Per questo motivo la casa editrice ha proposto cinque testi, scelti in maniera simbolica tra gli oltre 200 titoli sul tema presenti nel catalogo Rubbettino, a rappresentare le varie dimensioni dei fenomeni mafiosi e la loro geografia criminale. Dal 19 aprile, per due settimane, i testi saranno diffusi e sostenuti da una campagna di comunicazione che invaderà tutte le librerie (a partire dalle 90 filiali Feltrinelli) con manifesti, segnalibri adesivi e vari gadget riferiti all'iniziativa.
Parte integrante del progetto è il sito internet www.nonbaciolemani.it che darà la possibilità ai lettori di partecipare a un concorso che raccoglierà creazioni artistiche, letterarie e di altro genere atte a documentare come viene visto il mondo della mafia dagli italiani.
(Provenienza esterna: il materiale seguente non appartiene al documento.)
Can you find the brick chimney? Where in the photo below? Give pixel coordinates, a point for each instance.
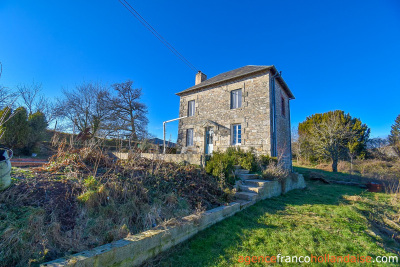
(200, 77)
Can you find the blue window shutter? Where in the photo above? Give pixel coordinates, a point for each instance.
(239, 98)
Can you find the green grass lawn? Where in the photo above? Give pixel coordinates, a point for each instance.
(318, 220)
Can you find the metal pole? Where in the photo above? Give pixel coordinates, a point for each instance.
(164, 137)
(164, 127)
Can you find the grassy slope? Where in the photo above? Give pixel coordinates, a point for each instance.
(320, 219)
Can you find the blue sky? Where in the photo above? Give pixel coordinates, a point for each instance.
(333, 54)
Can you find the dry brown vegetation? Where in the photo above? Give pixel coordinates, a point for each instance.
(84, 198)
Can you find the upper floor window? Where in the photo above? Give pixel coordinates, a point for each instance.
(236, 98)
(283, 106)
(189, 137)
(236, 133)
(191, 108)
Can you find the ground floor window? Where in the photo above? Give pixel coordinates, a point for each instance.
(189, 137)
(236, 133)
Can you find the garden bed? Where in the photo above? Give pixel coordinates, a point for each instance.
(83, 199)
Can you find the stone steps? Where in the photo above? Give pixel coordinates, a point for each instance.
(247, 176)
(251, 189)
(256, 182)
(244, 203)
(237, 172)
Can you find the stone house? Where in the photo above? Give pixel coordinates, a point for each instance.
(247, 107)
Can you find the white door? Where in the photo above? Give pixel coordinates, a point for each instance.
(209, 140)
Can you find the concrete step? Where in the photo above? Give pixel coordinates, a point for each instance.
(246, 196)
(251, 189)
(237, 167)
(246, 176)
(256, 182)
(241, 171)
(244, 203)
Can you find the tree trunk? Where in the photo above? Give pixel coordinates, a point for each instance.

I titoli suggeriti sono:'Ndrangheta di Enzo Ciconte che analizza il più importante fenomeno malavitoso calabrese; Malitalia. Storie di mafiosi, eroi e cacciatori di Laura Aprati ed Enrico Fierro, un viaggio nella geografia delle mafie; Storia Criminale di Enzo Ciconte che riunisce caratteristiche comuni a 'ndrangheta, camorra e mafia, Il Gotha di Cosa Nostra. La mafia del dopo Provenzano nello scacchiere internazionale del crimine di Piergiorgio Morosini che racconta di intrecci tra mondo della criminalità , politica e imprenditoria e Peppino Impastato. Una vita contro la mafia di Salvo Vitale, sulla vita di uno dei simboli della lotta alla mafia.